Effect of Silane-Coupling Modification on the Performance of chitosan-poly vinyl Alcohol-Hybrid Scaffolds in Bone Tissue Engineering

Biocompatibility and biodegradability characteristics of some polymers make them an excellent candidate to fabricate porous scaffolds for tissue engineering applications. However, the scaffold mechanical properties and biodegradation rate are vital for bone tissue replacement applications, which can be improved using proper fabrication techniques and cross-linker. In this investigation, Chitosan-polyvinyl alcohol scaffolds were prepared by freeze-drying technique utilizing various weight ratios of 3-Glycidoxypropyl trimethoxysilane (GPTMS) as a bioactive inorganic crosslinker. SEM micrographs indicated interconnected porous structures of cross-linked scaffolds while the average diameter of pores increased as a function of cross-linker enhancement. FTIR analysis was performed to confirm interactions among organic and inorganic components.

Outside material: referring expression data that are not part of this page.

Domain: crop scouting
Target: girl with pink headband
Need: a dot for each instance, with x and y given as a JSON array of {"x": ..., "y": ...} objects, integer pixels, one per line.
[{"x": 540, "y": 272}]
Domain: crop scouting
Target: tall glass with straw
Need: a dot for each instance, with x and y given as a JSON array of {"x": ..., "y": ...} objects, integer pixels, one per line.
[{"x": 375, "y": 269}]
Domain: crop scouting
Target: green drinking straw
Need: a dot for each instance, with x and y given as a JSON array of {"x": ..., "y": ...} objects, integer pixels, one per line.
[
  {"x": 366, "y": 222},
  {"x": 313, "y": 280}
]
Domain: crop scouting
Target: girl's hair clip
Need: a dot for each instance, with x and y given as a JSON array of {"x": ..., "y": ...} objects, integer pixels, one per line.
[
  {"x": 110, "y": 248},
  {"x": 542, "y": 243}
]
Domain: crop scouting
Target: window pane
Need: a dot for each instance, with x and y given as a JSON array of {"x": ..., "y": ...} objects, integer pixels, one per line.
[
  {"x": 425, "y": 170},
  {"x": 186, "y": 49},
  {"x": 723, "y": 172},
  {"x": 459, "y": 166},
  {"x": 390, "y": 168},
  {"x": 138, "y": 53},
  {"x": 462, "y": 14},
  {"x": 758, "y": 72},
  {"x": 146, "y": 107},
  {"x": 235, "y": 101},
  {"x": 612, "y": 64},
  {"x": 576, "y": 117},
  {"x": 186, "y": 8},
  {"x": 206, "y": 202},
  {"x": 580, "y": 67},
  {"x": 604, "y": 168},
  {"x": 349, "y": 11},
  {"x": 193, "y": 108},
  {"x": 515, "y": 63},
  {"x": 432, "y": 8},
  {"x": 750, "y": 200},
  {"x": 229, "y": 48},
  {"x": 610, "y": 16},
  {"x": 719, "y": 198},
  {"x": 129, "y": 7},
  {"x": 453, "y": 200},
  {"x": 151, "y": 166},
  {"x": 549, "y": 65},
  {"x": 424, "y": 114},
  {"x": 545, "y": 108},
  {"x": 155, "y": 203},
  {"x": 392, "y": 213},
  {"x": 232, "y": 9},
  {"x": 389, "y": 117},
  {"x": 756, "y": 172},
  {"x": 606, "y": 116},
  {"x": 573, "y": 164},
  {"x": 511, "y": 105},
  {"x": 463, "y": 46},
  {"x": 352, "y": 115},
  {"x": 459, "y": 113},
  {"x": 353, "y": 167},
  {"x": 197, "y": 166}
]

The mechanical strength test represented that increasing GPTMS content improves the compressive strength of samples. The absorption capacity of the scaffolds in the PBS solution exhibited a decrease in water uptake and biodegradation by increasing silane coupling agent concentration. The formation of needle-like apatite particles proved suitable bioactivity of cross-linked samples. Moreover, MTT assay and ALP expression showed an acceptable adhesion, spreading, proliferation, and differentiation of MG-63 cells on the silane-contained scaffolds. Obtained results warrant further preclinical and clinical evaluations.